If you’re making your own bone broth, it can be difficult to determine how much protein is in each serving, especially since “every batch of bones is so different,” Derocha says. However, a cup of beef bone broth contains about 5 g of protein – this is not bad considering the Dietary Guidelines for Americans (opens in new tab) sets the average recommended daily allowance (RDA) of protein intake at 0.8 g of protein per kilogram of body weight.
It can benefit your digestion
Gut health is currently trending in the wellness world. And according to Derocha, bone broth can help you have a healthier gut. But how?
“Research has shown that our overall health is greatly influenced by the good health of our gut,” says Derocha. “Bone broth is easily digestible and can aid in the overall digestion of food. The gelatin found in bone broth naturally attracts and retains liquids. When this gelatin binds to water in the gut, it helps to pass through the intestines more easily. to move the intestinal tract.
“Glutamine, an amino acid in gelatin, helps maintain the function of the gut lining and is known to prevent and heal ‘leaky gut’. A leaky gut also leads to inflammation. Hence, drinking bone broth may be beneficial for people with leaky gut, irritable bowel syndrome and inflammatory bowel diseases, such as Crohn’s disease.”
It can help you sleep
The amino acids in bone broth may also support better sleep. At least that’s according to research published in the Neuropsychopharmacology journal (opens in new tab). Researchers said the amino acid glycine has long been known as an “inhibitory neurotransmitter in the brainstem and spinal cord” and can lead to “muscle atony during sleep with rapid eye movements.” Researchers found that glycine therefore offers a “therapeutic option to improve sleep quality.”
It can support your health
Joint health is another area where bone broth can be beneficial. In fact, according to a research paper published in the food diary (opens in new tab) – who instructed people with knee osteoarthritis to drink chicken broth – showed positive results. In addition to reducing stiffness and pain, those who digested the broth saw an improvement in joint function.
Is bone broth safe for everyone?
While bone broth has its upsides, there are two specific factors to highlight. Derocha says that, according to some studies, bone broth can be high in glutamate. “Glutamate can cause adverse effects such as anxiety, restlessness, low energy, mental exhaustion, insomnia, and difficulty concentrating, although there is no scientific evidence to prove this,” she says. “Therefore, those with a glutamic acid sensitivity should be aware that bone broth may not be the best for them.”
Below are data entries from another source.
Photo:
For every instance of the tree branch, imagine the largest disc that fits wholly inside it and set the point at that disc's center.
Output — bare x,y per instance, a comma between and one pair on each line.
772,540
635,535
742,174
Plus, as published in a study in Medical Hypotheses (opens in new tab)When bone broth is cooked, lead can be released. Researchers said: “It is known that bones retain the heavy metal lead, a contamination with which we are widespread in the modern environment. Such sequestered lead can then be mobilized from the bones. We therefore hypothesized that bone broth could have a risk of becoming contaminated.” are with lead.”
That’s why, if you’re going to add bone broth to your diet, researchers recommend: “Doctors and nutritionists consider the risk of lead contamination when advising patients on bone broth diets.”
This article is for informational purposes only and is not intended as medical advice.